15-45 minutes depending on use case complexity

Installation Steps

  1. 1.Install skill using provided installation command
  2. 2.Test with simple use case relevant to your work
  3. 3.Evaluate output quality and relevance
  4. 4.Iterate on prompts to improve results
  5. 5.Integrate into regular workflow if valuable

Common Pitfalls

  • Expecting perfect results without iteration
  • Not providing enough context in prompts
  • Using skill for tasks outside its intended scope
  • Accepting outputs without review and validation

Best Practices

✓ Do

  • +Start with clear, specific prompts
  • +Provide relevant context and constraints
  • +Review and refine all outputs before using
  • +Iterate to improve output quality
  • +Document successful prompt patterns

✗ Don't

  • Don't use without understanding skill limitations
  • Don't skip validation of outputs
  • Don't share sensitive information in prompts
  • Don't expect skill to replace human judgment

💡 Pro Tips

  • Be specific about desired format and style
  • Ask for multiple options to choose from
  • Request explanations to understand reasoning
  • Combine AI efficiency with human expertise

When to Use This

✓ Use When

Use when skill capabilities match your task, clear ROI on time saved, and you can validate outputs. Best for repetitive tasks, learning, and quality improvement.

✗ Avoid When

Avoid when task requires deep expertise you can't validate, involves sensitive decisions, or when learning process is more valuable than speed of completion.

Learning Path

  1. 1Familiarize yourself with skill capabilities and limitations
  2. 2Start with low-risk, non-critical tasks
  3. 3Progress to more complex and valuable use cases
  4. 4Build expertise through regular use and experimentation

Discussion

Product Hunt–style comments (not star reviews)
  • No comments yet — start the thread.
general reviews

Ratings

4.747 reviews
  • Dhruvi Jain· Dec 24, 2024

    golang-patterns is among the better-maintained entries we tried; worth keeping pinned for repeat workflows.

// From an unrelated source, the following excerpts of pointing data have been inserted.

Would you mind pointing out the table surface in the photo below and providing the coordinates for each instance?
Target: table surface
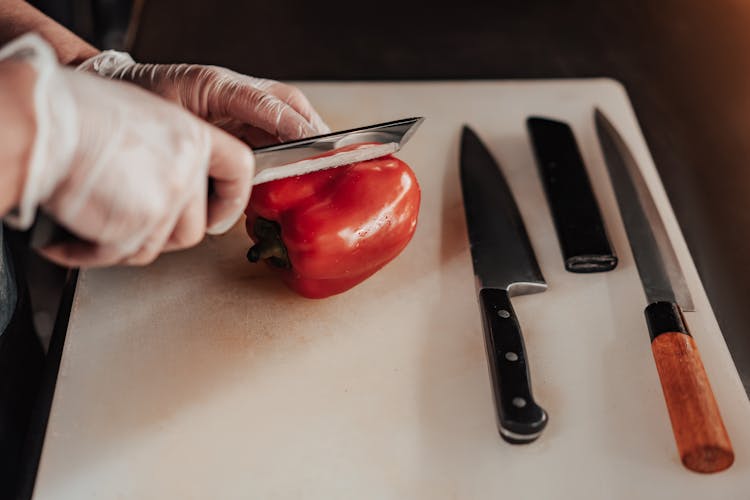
(683, 62)
(202, 375)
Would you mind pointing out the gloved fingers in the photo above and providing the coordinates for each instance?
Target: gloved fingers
(191, 225)
(231, 169)
(253, 136)
(82, 254)
(300, 103)
(262, 109)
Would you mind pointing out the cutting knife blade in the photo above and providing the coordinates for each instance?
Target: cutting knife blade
(701, 438)
(287, 159)
(504, 265)
(303, 156)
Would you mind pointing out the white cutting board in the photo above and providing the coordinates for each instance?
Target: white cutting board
(202, 376)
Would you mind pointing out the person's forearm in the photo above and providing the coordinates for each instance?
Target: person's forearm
(17, 132)
(18, 17)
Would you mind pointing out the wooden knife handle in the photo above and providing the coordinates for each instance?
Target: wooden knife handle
(702, 440)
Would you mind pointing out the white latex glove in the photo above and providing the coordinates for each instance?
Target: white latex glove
(123, 169)
(258, 111)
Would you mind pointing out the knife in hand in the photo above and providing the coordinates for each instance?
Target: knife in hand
(287, 159)
(504, 265)
(702, 440)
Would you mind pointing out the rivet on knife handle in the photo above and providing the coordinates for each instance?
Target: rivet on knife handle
(702, 440)
(520, 419)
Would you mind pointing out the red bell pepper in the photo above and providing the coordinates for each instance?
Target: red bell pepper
(329, 230)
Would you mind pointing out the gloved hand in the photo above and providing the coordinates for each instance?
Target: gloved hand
(257, 110)
(121, 168)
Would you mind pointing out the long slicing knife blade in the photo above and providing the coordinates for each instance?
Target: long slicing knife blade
(654, 255)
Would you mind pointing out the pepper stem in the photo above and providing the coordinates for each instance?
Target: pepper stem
(269, 245)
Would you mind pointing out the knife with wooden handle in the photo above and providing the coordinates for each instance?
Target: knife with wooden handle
(702, 440)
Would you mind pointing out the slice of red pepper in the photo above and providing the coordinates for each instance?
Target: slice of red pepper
(327, 231)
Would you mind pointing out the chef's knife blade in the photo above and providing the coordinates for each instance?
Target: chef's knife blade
(699, 431)
(303, 156)
(504, 265)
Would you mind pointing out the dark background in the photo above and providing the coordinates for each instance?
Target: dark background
(684, 63)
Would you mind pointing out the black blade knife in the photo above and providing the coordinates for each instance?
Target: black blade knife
(699, 431)
(504, 265)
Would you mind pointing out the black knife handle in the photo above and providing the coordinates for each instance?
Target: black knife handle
(575, 212)
(520, 420)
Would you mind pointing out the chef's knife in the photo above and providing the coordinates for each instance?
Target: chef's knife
(289, 159)
(504, 265)
(702, 440)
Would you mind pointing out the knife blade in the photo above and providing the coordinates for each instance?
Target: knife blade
(504, 265)
(283, 160)
(700, 435)
(302, 156)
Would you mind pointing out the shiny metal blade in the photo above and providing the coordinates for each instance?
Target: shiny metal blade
(500, 249)
(398, 132)
(654, 255)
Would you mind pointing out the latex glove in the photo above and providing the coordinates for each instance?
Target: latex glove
(258, 111)
(121, 168)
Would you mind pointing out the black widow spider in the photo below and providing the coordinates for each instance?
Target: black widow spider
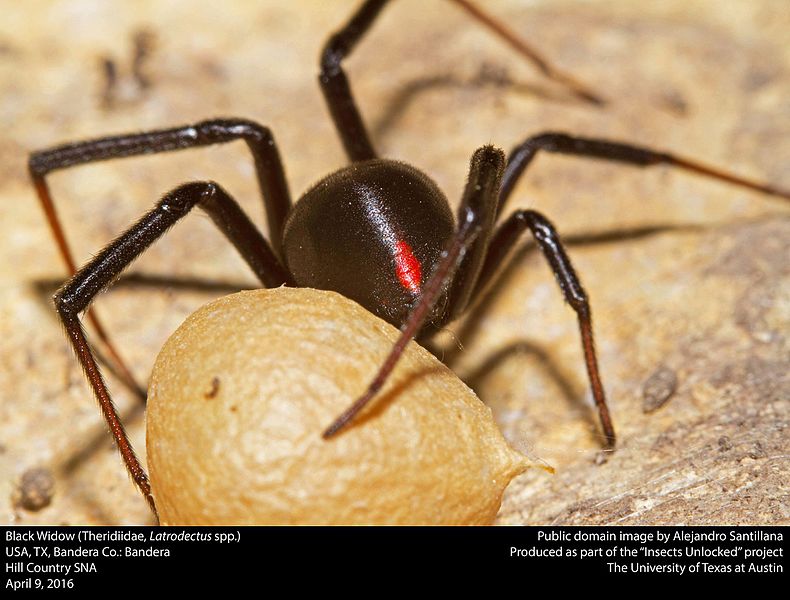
(421, 270)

  • Isabella Shah· Dec 24, 2024

    Keeps context tight: golang-patterns is the kind of skill you can hand to a new teammate without a long onboarding doc.

  • Ira Malhotra· Dec 16, 2024

    Useful defaults in golang-patterns — fewer surprises than typical one-off scripts, and it plays nicely with `npx skills` flows.

  • Ishan Chawla· Dec 12, 2024

    Registry listing for golang-patterns matched our evaluation — installs cleanly and behaves as described in the markdown.

  • Ira Ramirez· Nov 27, 2024

    golang-patterns reduced setup friction for our internal harness; good balance of opinion and flexibility.

  • Oshnikdeep· Nov 15, 2024

    Keeps context tight: golang-patterns is the kind of skill you can hand to a new teammate without a long onboarding doc.

  • Mei Li· Nov 15, 2024

    golang-patterns is among the better-maintained entries we tried; worth keeping pinned for repeat workflows.

  • Sophia Brown· Nov 7, 2024

    We added golang-patterns from the explainx registry; install was straightforward and the SKILL.md answered most questions upfront.

  • Ira Li· Nov 3, 2024

    golang-patterns fits our agent workflows well — practical, well scoped, and easy to wire into existing repos.

  • Valentina Kim· Oct 26, 2024

    Solid pick for teams standardizing on skills: golang-patterns is focused, and the summary matches what you get after install.